RNA-Lnp-Mediated CAR-T Cell Manufacturing: A Paradigm Shift in Precision Immunotherapy

The landscape of cancer treatment is being revolutionized by the advent of chimeric antigen receptor T (CAR-T) cell therapies, which harness the power of the immune system to target and eliminate cancer cells. Despite their remarkable therapeutic potential, the production of CAR-T cells remains a complex and personalized process, fraught with challenges such as genetic modification risks, manufacturing inefficiencies, and the need for scalable solutions. This study introduces a novel RNA-lipid nanoparticle (RNA-LNP) technology for the efficient and safe delivery of therapeutic RNAs, including messenger RNA (mRNA), circular RNA (circRNA), and self-amplifying RNA (saRNA), into T cells, thereby enhancing the manufacturing process of CAR-T cells.

Our methodology involves the generation of RNA-LNPs through a precisely controlled process, ensuring uniform particle size and RNA encapsulation efficiency. The RNA-LNPs are then complexed with the therapeutic RNAs and administered to T cells. The RNA-LNP technology offers several advantages over traditional CAR-T cell manufacturing methods, including the avoidance of genomic integration, reduced immunogenicity, and the flexibility to modulate the expression levels of therapeutic proteins. The RNA-LNP system is designed to encapsulate and protect the fragile RNA molecules, facilitating their delivery into T cells with high efficiency. The encapsulated mRNA enables rapid and transient expression of the CAR protein, circumventing the need for permanent genetic alteration. This approach significantly reduces the risk of off-target effects and potential genotoxicity associated with viral vector-based gene therapies.
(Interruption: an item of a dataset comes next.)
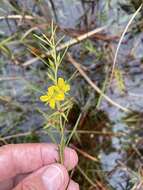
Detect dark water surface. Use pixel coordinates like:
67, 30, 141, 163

Furthermore, the inclusion of circRNA in the RNA-LNP formulation provides a stable and enduring source of CAR transcripts with reduced immunogenicity, potentially extending the therapeutic window and safety of the treatment. To augment the functionality of the engineered CAR-T cells, saRNA is employed to further expand the existence period of CAR transcripts and therapeutic window by its self-amplifying capability. In this study, we compared the CAR expression and functional CAR-T cells among different types of RNA.

The RNA-LNP-mediated delivery of therapeutic RNAs represents a paradigm shift in the field of CAR-T cell therapy. It simplifies the manufacturing process, enhances the safety profile of the treatment, and provides a versatile platform for the development of next-generation cell-based immunotherapies. Our findings pave the way for a more accessible, efficient, and personalized approach to cancer treatment, offering renewed hope to patients and clinicians alike.